Hot roofs have improper ventilation, sometimes as a result of having insulation improperly installed from the inside. The new insulation blocked off the ventilation, trapping moisture and condensation inside. Hot roofs have several problems:

  • Insulation: That insulation you just installed may be rendered ineffective from moisture from your building.
  • Air quality: Moist insulation and roofing may grow mold and fungus that undermines your building’s air quality and can cause health issues for your tenants, staff, customers, or other guests.
  • Longevity: As it may have moisture problems, a hot roof will not have as long of a lifespan as a roof with proper ventilation.

Flat Roof Insulation Options

Adding insulation to an existing flat roof is a labor-intensive process. While you can choose any of the common insulation options, some will work better than others, both with your specific building and with your specific roofing system.

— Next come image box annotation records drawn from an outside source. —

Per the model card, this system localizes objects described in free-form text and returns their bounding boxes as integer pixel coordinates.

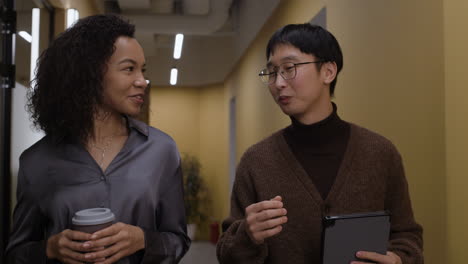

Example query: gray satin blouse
[6,118,190,264]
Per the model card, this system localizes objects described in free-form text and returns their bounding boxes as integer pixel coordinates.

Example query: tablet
[322,211,390,264]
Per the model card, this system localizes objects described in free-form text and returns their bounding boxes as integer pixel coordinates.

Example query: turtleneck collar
[286,102,348,144]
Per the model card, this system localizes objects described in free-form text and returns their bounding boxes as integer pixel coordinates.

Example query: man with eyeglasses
[217,23,424,264]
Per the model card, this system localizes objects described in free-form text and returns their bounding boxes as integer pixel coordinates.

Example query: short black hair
[266,23,343,96]
[28,14,135,142]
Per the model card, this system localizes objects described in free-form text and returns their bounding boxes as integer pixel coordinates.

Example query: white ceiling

  • Polyisocyanurate: This material is the most popular flat roof insulation option. It is closed-cell foam, achieving a high R-value, even for minimal thickness. You may need that thinness if you’re working with an existing flat roof with little space.
  • Expanded Polystyrene: While a great option for new flat roofs, this material may not be best for existing flat roofs as it works by expanding into crevices. Care must be taken to avoid cutting off ventilation.
  • Extruded Polystrene: Not as high-performing as the expanded version, but easier to install in existing roofs.

The cost of taking off the top parts of a flat roof in order to add to the insulation may be costly, especially on larger commercial buildings. However, they are often much less than the cost of repairing and ultimately replacing a cold roof that fails early. Ensure that your new insulation doesn’t impact ventilation to protect your investment in your roof and your property.